GREGORY: I will frown as I pass by, and let them take it as
they list.
SAMPSON: Nay, as they dare. I will bite my thumb at them;
which is a disgrace to them, if they bear it.
[Enter ABRAHAM and BALTHASAR]
ABRAHAM: Do you bite your thumb at us, sir?
SAMPSON: I do bite my thumb, sir.
ABRAHAM: Do you bite your thumb at us, sir?
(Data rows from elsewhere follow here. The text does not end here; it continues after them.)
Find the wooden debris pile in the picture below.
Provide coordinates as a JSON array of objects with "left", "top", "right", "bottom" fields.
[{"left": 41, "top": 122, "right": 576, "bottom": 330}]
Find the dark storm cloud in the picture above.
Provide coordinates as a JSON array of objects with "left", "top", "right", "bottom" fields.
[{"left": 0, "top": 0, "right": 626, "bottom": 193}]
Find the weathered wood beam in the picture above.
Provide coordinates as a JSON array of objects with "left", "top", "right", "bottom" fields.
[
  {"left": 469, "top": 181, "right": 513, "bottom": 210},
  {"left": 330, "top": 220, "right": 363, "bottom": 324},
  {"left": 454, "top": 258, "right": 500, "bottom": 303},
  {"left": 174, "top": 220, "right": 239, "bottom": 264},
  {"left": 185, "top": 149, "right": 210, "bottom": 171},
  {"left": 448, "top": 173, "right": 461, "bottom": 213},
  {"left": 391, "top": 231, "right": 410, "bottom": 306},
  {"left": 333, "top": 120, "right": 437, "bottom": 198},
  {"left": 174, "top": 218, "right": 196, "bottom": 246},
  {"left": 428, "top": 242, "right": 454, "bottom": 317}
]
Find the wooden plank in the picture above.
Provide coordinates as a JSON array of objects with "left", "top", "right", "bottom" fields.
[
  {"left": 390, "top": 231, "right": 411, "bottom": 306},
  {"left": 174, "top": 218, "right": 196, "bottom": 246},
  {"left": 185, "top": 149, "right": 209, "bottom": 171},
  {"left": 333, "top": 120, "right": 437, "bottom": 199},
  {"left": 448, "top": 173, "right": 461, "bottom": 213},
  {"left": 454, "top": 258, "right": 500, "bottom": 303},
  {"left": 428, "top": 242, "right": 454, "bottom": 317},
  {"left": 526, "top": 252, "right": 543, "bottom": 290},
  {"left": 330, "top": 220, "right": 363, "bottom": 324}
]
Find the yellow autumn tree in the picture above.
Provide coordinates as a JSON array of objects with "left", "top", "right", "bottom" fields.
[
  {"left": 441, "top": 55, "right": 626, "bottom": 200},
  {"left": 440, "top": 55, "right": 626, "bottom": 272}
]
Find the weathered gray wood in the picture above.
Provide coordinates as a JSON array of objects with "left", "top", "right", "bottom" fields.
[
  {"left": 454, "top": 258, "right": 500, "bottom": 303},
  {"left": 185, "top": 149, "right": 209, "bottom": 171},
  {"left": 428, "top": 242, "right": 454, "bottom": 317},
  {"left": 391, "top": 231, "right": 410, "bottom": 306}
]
SAMPSON: [Aside to GREGORY] Is the law of our side, if I say
ay?
GREGORY: No.
SAMPSON: No, sir, I do not bite my thumb at you, sir, but I
bite my thumb, sir.
GREGORY: Do you quarrel, sir?
ABRAHAM: Quarrel sir! no, sir.
SAMPSON: If you do, sir, I am for you: I serve as good a man as you.
ABRAHAM: No better.
SAMPSON: Well, sir.
GREGORY: Say ‘better:’ here comes one of my master’s kinsmen.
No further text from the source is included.